Sturgon passage facility installed at White Rapids
A prototype fish passage entrance channel designed to pass lake sturgeon and other fish is operating at We Energies’ 7.1-MW White Rapids project on the Menominee River in Wisconsin. Sturgeon passage presents unique challenges at hydro projects because these fish are bottom feeders and thus will not pass through structures located at the reservoir surface, says Scott Cevigney, supervisor of hydro operations for We Energies.
The entrance channel is attached to an existing concrete retaining wall in the tailrace. It simulates conditions expected from a permanent entrance. The entrance is 9 feet deep, 5 feet wide, and 36 feet long. The entrance portal features hinged side panels and a sloping floor rack that extends to the bottom of the river. The immersed depth of the floor rack is 5 to 6 feet at normal tailwater levels and a river flow of 3,600 cubic feet per second. To provide attraction flow, We Energies attached a steel collar at the upstream end of the entrance channel to capture and entrain discharge from Unit 1. To provide additional attraction flow, the entrance channel contains a 40-horsepower electric mixer pump, with screens to prevent fish entrainment.
A fishway engineering consultant for the U.S. Fish and Wildlife Service (FWS) provided the conceptual design for the channel.
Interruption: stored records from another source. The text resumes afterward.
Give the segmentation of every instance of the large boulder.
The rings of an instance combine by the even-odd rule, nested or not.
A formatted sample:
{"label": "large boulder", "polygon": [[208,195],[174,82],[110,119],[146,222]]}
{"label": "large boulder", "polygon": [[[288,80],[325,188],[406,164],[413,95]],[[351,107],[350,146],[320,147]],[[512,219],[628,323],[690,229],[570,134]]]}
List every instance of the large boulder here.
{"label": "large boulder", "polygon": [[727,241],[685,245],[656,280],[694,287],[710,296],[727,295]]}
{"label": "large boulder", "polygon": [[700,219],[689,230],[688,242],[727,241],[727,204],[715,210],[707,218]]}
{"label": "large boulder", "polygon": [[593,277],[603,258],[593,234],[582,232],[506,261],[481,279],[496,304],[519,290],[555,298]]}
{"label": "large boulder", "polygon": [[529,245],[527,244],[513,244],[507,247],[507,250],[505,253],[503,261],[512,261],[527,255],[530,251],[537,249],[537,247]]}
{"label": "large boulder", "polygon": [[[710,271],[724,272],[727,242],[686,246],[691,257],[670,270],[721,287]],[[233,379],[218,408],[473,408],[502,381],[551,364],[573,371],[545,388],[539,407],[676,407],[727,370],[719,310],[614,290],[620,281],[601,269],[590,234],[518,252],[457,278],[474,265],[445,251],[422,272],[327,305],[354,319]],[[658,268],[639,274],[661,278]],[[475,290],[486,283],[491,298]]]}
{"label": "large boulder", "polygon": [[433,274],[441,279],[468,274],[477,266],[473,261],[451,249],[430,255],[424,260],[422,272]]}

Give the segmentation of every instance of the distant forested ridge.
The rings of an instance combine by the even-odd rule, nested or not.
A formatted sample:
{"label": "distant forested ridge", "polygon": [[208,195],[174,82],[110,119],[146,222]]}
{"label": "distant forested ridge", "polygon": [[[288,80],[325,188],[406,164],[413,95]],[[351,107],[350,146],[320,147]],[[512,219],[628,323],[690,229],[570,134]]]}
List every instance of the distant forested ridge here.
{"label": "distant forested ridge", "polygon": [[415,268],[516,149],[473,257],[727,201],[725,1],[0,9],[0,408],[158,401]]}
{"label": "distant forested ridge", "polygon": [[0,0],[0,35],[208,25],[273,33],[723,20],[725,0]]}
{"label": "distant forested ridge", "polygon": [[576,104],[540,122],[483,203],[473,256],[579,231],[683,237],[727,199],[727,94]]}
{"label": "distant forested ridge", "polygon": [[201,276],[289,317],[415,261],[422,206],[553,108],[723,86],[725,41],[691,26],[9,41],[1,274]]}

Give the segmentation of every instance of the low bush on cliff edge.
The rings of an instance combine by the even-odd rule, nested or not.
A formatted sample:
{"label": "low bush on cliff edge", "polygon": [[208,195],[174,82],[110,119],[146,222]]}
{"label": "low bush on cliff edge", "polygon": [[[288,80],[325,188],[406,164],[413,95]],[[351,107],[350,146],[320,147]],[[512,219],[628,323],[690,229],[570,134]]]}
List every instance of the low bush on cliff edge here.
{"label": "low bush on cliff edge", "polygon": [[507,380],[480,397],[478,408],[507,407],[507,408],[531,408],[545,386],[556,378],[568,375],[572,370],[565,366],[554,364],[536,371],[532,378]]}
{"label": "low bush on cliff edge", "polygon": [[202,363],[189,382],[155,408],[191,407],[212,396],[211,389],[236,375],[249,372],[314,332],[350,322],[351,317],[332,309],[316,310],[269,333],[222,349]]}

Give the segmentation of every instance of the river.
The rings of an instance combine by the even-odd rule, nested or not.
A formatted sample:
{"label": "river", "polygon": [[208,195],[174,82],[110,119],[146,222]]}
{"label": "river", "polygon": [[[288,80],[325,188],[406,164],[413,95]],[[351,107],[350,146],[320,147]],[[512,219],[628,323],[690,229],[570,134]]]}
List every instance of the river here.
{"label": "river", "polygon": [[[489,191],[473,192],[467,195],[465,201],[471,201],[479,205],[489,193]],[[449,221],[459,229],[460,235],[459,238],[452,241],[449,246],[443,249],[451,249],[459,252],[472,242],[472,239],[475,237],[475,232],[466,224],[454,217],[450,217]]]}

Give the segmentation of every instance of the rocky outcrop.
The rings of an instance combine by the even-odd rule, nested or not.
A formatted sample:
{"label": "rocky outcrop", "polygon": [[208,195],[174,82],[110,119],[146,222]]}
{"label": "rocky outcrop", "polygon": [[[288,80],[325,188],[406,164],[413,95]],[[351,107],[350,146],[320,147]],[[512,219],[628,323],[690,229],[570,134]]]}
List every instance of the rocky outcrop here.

Personnel with We Energies and Black and Veatch provided detailed engineering of the structure. An engineer with We Energies and a local contractor installed the entrance channel.
The prototype fish passage entrance channel installed at We Energies’ 7.1-MW White Rapids project will be tested in 2009 and 2010 to determine if it will attract lake sturgeon.
We Energies began planning to evaluate the costs and feasibility of installing passage structures for sturgeon at the White Rapids project in 1993. This effort was part of the Federal Energy Regulatory Commission relicensing proceedings for the White Rapids project. The FWS, Michigan Department of Natural Resources, Wisconsin Department of Natural Resources, National Park Service, Michigan Hydro Relicensing Coaltion, and River Alliance of Wisconsin were members of the planning team. Before completing detailed planning of a specific upstream fish passage structure, the team agreed that it is critical to determine that sturgeon will be attracted to and enter an entrance channel.
Based on preliminary investigations performed in 2008, We Energies plans to use an antenna system supplied by Biomark to evaluate the effectiveness of the fish entrance. The antenna will detect passive integrated transponder (PIT) tags, which are present in about 20 percent of lake sturgeon in the Menominee River below White Rapids. As a backup method, the utility will install two underwater cameras supplied by Cyberzone to record and verify sturgeon behavior near the entrance channel. This monitoring equipment is scheduled to be installed by mid-April 2009, with monitoring to take place in April and May 2009 and 2010.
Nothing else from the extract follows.